A few minutes later I was riding in a car with a man whose ID I wished to God I’d asked to see before jumping into his vehicle. I prayed real hard that it was really the employee parking garage he was taking me to.

There was the man from several lifetimes ago whom I met at the airport during a layover. He had been lovely in writing. In person, however, there was a vacancy that was disturbing. As I boarded my next plane, I turned and waved. He was facing the wall, talking to himself.

There was the old friend who picked me up for dinner during a visit to Cleveland who refused tell me where we were going.

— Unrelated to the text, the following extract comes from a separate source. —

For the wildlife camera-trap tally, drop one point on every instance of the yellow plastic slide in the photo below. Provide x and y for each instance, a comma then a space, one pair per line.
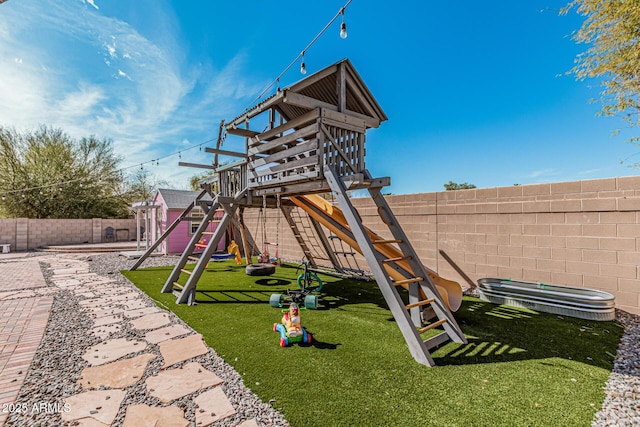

A half hour later we were crossing the long bridge that links Cleveland’s East and West Sides. In the middle of it he tells me he researched thirty-four restaurants before choosing the absolutely perfect one. For a second I considered jumping out of the moving vehicle and off the bridge.

There’s the guy who used to work in your office, whom you considered strictly a friend, who invites you to lunch to “catch up” and then plays footsie with you under the table. The one on the plane who doesn’t stop when you do and rams his briefcase halfway up your skirt, who instead of apologizing, smirks and says, “Don’t worry. I didn’t see anything.” The guy who makes sexist remarks to your face and expects you to laugh too.

The family members who do these things to their own kin.

Last week, out of the Facebook wilderness came this cry: “Mother bleeeeep!! Creepy Guy is at Panera. WHY?!”

It was one of my writer friends, who’d gone there to get some coffee and some work done. It reminded me of the time I went to the diner to grade papers and a foot fetishist slipped into the booth across from me. “Mother bleeeeep,” I told him after I finally caught on fifteen minutes later, “get the bleeeeep away from me.”

The waitress stifled a yawn and said, “Oh yeah, I saw that. He’s in here all the time.” Sometimes women are creeps too.

One of the things that kills me about creepy guys, even after so many years of dealing with them, is their stealth way of perpetrating on you. You can believe you’re prepared for it, but you are never one hundred-percent prepared for it. They have a way of seeming innocuous at first, safe enough to sit kitty-corner from at Panera. But then they say something, do something that makes you feel like a sucker. Again.

That may be the creepiest thing of all.